Sang Tan / AP

Children’s Issues Dominate Texas’s Legislative Docket

R.G. Ratcliffe | Texas Monthly

The Texas Legislature will convene in regular session on Tuesday for the 85th time since 1846, and, for better or worse, we should call this the Legislature of the Child. However, with available state revenues down $2.8 billion, they may find themselves, like Charles Dickens’s Oliver Twist, pleading for more.

Governor Greg Abbot wants to save children from abusive parents and caretakers by overhauling the state’s Child Protective Services. This will be at least the third time the state government has called for drastic changes of the agency since it was recreated in 1993, yet each reform has been a mere bandage that did not save 3,409 children from death by abuse or neglect.

* * *

How Funding Imbalances Plague Washington’s Poorest Schools  

Claudia Rowe | The Seattle Times

Though federal dollars help plug the hole, Washington’s vast and persistent gap in student outcomes—among the largest in the nation—suggests that kids who arrive at school with low skills are not getting what they need to catch up. … In other words, there is often little logic to the ways state officials distribute money, and a patchwork of unintended consequences.

* * *

The Economic Peril of Schools in Coal Country

Sara Gregory | The Roanoke Times

Every cut far Southwest Virginia school districts make picks the budget closer to the bone. Everything is on the table—in Dickenson County, the school board heard a proposal last year that would have saved about $40.

“We’re keeping our school division together with a prayer and duct tape,” the Dickenson Superintendent Haydee Robinson said.

Families have been leaving Dickenson and Virginia’s seven other coal-producing localities for years, decades even, as coal has fallen out of favor and mines have shut down. But last year the coalfield school districts collectively lost about 3 percent of their students in about six months.

* * *

The Buy-One-Get-One-Free Degree Program

Michael Melia | Hartford Courant

Come for your college education, stay for a master's degree on the house. In the higher-education equivalent of a fast-food value meal, at least one university is dangling tuition-free professional graduate degrees as a way to entice applicants at a time of lean budgets and intense competition.

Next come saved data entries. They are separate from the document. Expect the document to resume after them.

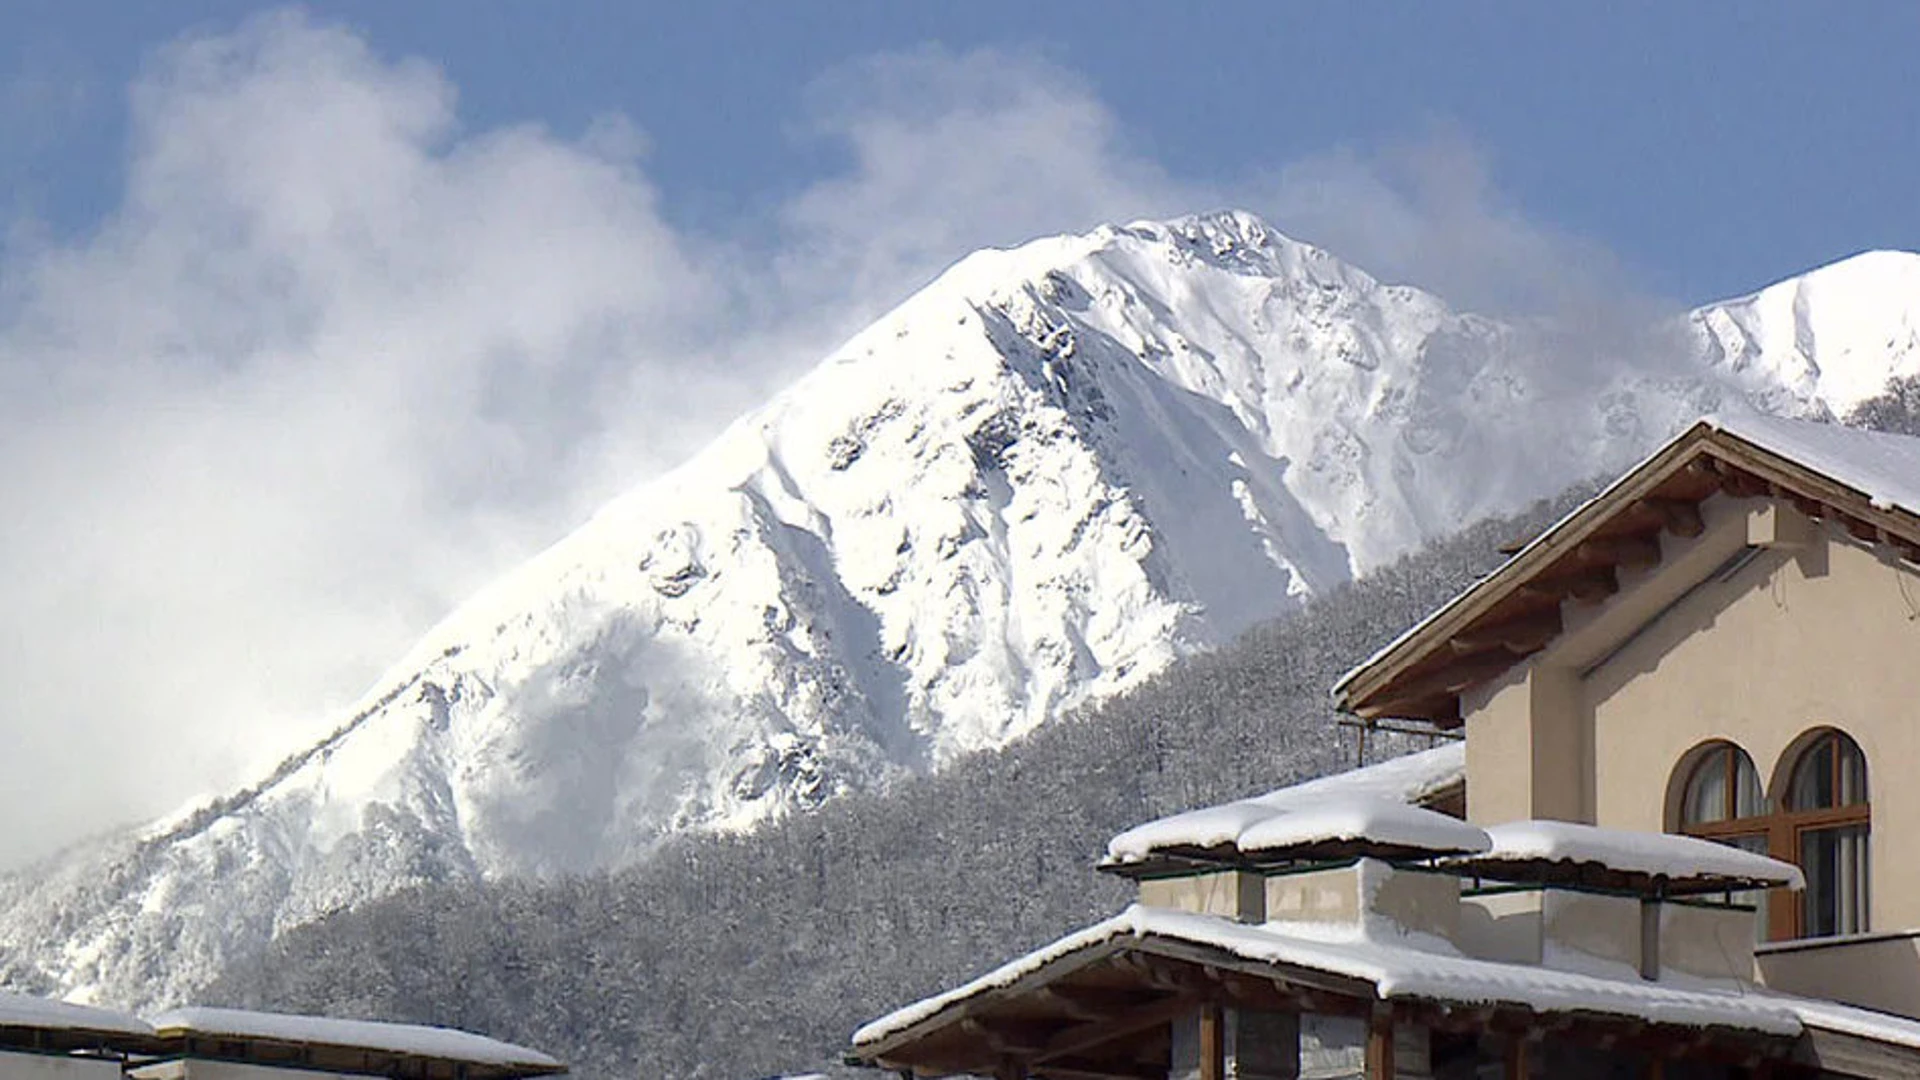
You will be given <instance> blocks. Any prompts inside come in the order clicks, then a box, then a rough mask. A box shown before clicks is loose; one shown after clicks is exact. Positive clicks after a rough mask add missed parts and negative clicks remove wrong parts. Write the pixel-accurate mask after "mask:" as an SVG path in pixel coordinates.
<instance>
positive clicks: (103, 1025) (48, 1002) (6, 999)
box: [0, 992, 154, 1038]
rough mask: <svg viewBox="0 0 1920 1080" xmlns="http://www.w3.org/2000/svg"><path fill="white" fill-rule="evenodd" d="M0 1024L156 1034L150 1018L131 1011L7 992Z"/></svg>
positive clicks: (122, 1033)
mask: <svg viewBox="0 0 1920 1080" xmlns="http://www.w3.org/2000/svg"><path fill="white" fill-rule="evenodd" d="M0 1026H12V1028H48V1030H63V1032H102V1034H115V1036H140V1038H154V1028H152V1026H148V1022H146V1020H142V1019H138V1017H132V1015H127V1013H115V1011H111V1009H94V1007H92V1005H75V1003H71V1001H54V999H50V997H33V995H29V994H6V992H0Z"/></svg>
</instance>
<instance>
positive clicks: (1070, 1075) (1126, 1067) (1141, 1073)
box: [1033, 1061, 1167, 1080]
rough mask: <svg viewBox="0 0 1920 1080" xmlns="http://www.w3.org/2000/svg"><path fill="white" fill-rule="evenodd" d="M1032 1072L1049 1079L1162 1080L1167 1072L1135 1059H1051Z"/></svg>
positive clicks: (1056, 1079) (1069, 1079) (1098, 1079)
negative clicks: (1049, 1078)
mask: <svg viewBox="0 0 1920 1080" xmlns="http://www.w3.org/2000/svg"><path fill="white" fill-rule="evenodd" d="M1033 1072H1035V1074H1039V1076H1046V1078H1050V1080H1162V1078H1164V1076H1165V1074H1167V1070H1165V1067H1160V1065H1144V1063H1135V1061H1052V1063H1046V1065H1039V1067H1035V1068H1033Z"/></svg>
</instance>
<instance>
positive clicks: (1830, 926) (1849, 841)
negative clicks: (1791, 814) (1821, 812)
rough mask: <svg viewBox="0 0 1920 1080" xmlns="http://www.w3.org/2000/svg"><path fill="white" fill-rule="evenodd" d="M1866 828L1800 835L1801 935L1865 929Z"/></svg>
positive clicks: (1833, 829) (1839, 933)
mask: <svg viewBox="0 0 1920 1080" xmlns="http://www.w3.org/2000/svg"><path fill="white" fill-rule="evenodd" d="M1866 836H1868V834H1866V826H1864V824H1849V826H1843V828H1809V830H1805V832H1801V844H1799V847H1801V851H1799V853H1801V859H1799V863H1801V871H1805V872H1807V892H1803V894H1801V934H1805V936H1809V938H1824V936H1828V934H1859V932H1864V930H1866V884H1868V876H1866Z"/></svg>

The University of St. Joseph in West Hartford this week made the pitch, announcing that undergraduates studying business management and accounting will be able to qualify for a fifth-year master’s degree with no additional tuition.

* * *

Betsy DeVos’s Deep and Powerful Pockets

Noam Scheiber | The New York Times

In announcing his intention to nominate [Betsy] DeVos, [Donald] Trump described her as “a brilliant and passionate education advocate.” Even critics characterized her as a dedicated, if misguided, activist for school reform. But that description understates both the breadth of DeVos’s political interests and the influence she wields as part of her powerful family. More than anyone else who has joined the incoming Trump administration, she represents the combination of wealth, free-market ideology, and political hardball associated with a better-known family of billionaires: Charles and David Koch.

* * *

The Longstanding Crisis Facing Tribal Schools

Alia Wong | The Atlantic

Havasu Canyon is home to turquoise waterfalls, billowing cottonwood trees, and red sandstone cliffs that attract thousands of tourists each year. It’s also home to the Havasupai people, a federally recognized Native American tribe allegedly subject to education conditions so dreadful it’s as if many of the reservation’s children don’t attend school at all.

That’s according to a lawsuit filed in Arizona’s U.S. District Court on Thursday, which accuses the Bureau of Indian Education (BIE)—the federal agency responsible for funding and overseeing tribal schools—of repeatedly failing to improve the learning environment at Havasupai Elementary School.

* * *

Confronting Greek Life’s Gender Binary

Julia Jacobs | The Daily Northwestern

On Tuesday night, hundreds of Northwestern women were invited to join a sorority. For five days, they had devoted themselves to a long, intricate, and sometimes below-freezing recruitment process hoping the common belief would hold true: that a bid will be given to nearly everyone who goes through formal recruitment.

Adam Davies, who identifies as transgender female-to-male, did not get a bid. …

“They say every woman gets a bid,” Davies said. “But I’m not a woman.”